庭の木に上り、葉の影に潜む。その様子は正に忍者であった。
(なんだ、この……)
才蔵は全身を微かに震わせていた。得体の知れぬ不安を身中に湧かせている。
空気に混じる不気味な気配――
妖気とでもいうべき気配が才蔵の心胆を寒からしめているのだ。
心中に沸き上がる恐怖を抑え、才蔵は屋敷の調査を続ける。
そして母屋と思われる屋敷に、微かに明かりが灯っているのを確認した。
才蔵は木に登り、そこから母屋の屋根に飛び移った。

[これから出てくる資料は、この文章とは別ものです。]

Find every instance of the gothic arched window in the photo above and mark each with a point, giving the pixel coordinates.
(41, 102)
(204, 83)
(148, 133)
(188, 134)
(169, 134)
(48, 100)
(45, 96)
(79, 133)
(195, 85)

更に瓦を剥がすと、屋根裏に侵入した。
(南無八幡……)
才蔵は祈るような気持ちで屋根裏を進む。中腰になりながら音も立てずに移動するのは流石である。
(む……)
やがて才蔵は床下の隙間から光が差し込んできているのに気がついた。下の部屋で誰かが明かりを灯しているのだろう。耳を澄ませば、食事をしているような咀嚼音が小さく聞こえてくる。
(はて……)
才蔵は床に屈みこみ、小さな穴から下の部屋をのぞきこんだ。一人の女の姿が見えた。
(食事か)
それだけならば大した事はない。才蔵も一瞬、気が緩んだ。